The command announced the strike via social media, posting a blurry aerial video of a boat explosion alongside claims that intelligence had confirmed the vessel was moving along known drug-trafficking routes. The statement mirrored language used in Monday's announcement of a two-person strike and Sunday's operation that killed five.
The cumulative toll from these boat strikes has now reached at least 174 deaths since September.
Military officials have repeatedly labeled targets as participants in narco-trafficking but have consistently withheld specific intelligence or details about those killed to substantiate the claims. Legal experts and human rights organizations have increasingly challenged the strikes as extrajudicial executions that breach US and international law, arguing the military cannot execute individuals merely accused of crimes.

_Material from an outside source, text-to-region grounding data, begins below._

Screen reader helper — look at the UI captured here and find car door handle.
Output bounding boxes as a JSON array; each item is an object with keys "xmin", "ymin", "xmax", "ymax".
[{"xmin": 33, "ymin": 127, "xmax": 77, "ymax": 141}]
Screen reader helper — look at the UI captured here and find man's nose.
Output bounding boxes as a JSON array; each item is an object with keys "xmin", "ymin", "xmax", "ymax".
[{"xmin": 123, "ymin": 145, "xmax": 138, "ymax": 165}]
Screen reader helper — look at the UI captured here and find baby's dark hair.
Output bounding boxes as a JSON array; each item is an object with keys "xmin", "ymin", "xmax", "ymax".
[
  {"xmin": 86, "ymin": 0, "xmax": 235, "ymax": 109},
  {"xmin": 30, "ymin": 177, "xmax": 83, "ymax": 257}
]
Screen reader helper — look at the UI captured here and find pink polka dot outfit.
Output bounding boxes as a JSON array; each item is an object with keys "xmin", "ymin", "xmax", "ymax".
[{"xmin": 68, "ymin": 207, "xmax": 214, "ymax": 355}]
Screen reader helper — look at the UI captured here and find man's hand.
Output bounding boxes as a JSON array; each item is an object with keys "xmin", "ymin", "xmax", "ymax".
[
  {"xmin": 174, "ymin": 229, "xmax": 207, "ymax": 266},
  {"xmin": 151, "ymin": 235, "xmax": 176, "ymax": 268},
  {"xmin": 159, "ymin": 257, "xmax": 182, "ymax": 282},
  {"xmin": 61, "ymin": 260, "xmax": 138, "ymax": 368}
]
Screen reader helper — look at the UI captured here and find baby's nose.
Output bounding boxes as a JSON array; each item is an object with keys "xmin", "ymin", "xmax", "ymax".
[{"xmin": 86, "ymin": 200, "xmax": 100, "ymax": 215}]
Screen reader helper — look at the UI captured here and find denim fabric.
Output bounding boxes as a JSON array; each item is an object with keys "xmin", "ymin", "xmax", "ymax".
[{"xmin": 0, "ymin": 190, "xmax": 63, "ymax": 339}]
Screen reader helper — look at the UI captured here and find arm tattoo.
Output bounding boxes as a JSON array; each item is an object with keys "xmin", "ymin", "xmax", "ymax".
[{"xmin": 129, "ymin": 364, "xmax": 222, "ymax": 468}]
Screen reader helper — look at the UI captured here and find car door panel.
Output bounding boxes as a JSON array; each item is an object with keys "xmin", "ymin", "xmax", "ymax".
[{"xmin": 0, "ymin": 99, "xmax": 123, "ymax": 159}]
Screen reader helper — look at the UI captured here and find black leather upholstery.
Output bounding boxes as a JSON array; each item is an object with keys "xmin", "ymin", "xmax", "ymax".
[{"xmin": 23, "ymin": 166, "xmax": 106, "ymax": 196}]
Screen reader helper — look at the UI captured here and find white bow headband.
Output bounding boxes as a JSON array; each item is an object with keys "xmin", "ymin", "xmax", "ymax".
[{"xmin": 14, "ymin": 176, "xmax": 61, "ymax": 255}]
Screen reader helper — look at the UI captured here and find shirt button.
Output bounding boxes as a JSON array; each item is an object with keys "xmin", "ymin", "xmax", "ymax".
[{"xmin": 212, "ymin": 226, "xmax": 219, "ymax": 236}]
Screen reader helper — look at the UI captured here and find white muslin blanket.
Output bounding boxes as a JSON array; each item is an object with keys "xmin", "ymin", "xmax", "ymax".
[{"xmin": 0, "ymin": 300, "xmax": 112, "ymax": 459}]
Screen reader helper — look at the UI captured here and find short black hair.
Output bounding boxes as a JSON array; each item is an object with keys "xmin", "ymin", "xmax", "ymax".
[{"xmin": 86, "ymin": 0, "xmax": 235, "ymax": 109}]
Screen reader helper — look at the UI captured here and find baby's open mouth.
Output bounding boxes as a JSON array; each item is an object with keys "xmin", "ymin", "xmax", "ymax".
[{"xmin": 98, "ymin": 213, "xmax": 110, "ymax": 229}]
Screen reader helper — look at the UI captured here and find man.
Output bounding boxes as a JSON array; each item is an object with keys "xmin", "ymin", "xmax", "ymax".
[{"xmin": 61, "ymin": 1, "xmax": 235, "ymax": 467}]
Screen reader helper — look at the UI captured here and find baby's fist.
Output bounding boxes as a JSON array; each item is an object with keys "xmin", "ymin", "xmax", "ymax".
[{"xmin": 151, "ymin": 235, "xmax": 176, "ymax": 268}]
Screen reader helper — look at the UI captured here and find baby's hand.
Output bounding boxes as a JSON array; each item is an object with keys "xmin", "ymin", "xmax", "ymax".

President Trump has defended the operations by characterizing them as part of an "armed conflict" with Latin American drug cartels. UN officials, however, have rejected that framing, stating that international humanitarian law does not permit killing people solely on suspicion of drug trafficking and noting the US has offered no evidence that those aboard the targeted vessels posed immediate threats to others' lives.
The criticism has mobilized legal action. Attorneys filed a federal lawsuit in January on behalf of families of two men from Trinidad killed in an October strike on a small Caribbean boat, contending the killings were "premeditated and intentional" and "lack any plausible legal justification".
The American Civil Liberties Union issued a sharp statement in December, saying the administration was spreading "unsubstantiated, fear-mongering claims" about victims' identities. Investigations, the group noted, revealed some of those killed were fishermen attempting to support their families. The ACLU accused the president of attempting to establish a precedent that allows him to reclassify civilians as combatants and grant advance immunity to federal officials for lethal actions.
Congressional concern has also escalated. Democratic representatives Joaquin Castro and Sara Jacobs sent correspondence last month to the Inter-American Commission on Human Rights, flagging the killings and pointing out that the identities and nationalities of most victims remain undisclosed. They characterized the campaign as a "prolonged series of extrajudicial killings, or in simple terms, murders," noting that each death occurred outside recognized armed conflict and without due process.
Author James Rodriguez: "The administration's reliance on unverified intelligence and undefined 'narco-terrorist' labels to justify killings at sea should alarm anyone concerned with rule of law, not just critics of drug policy."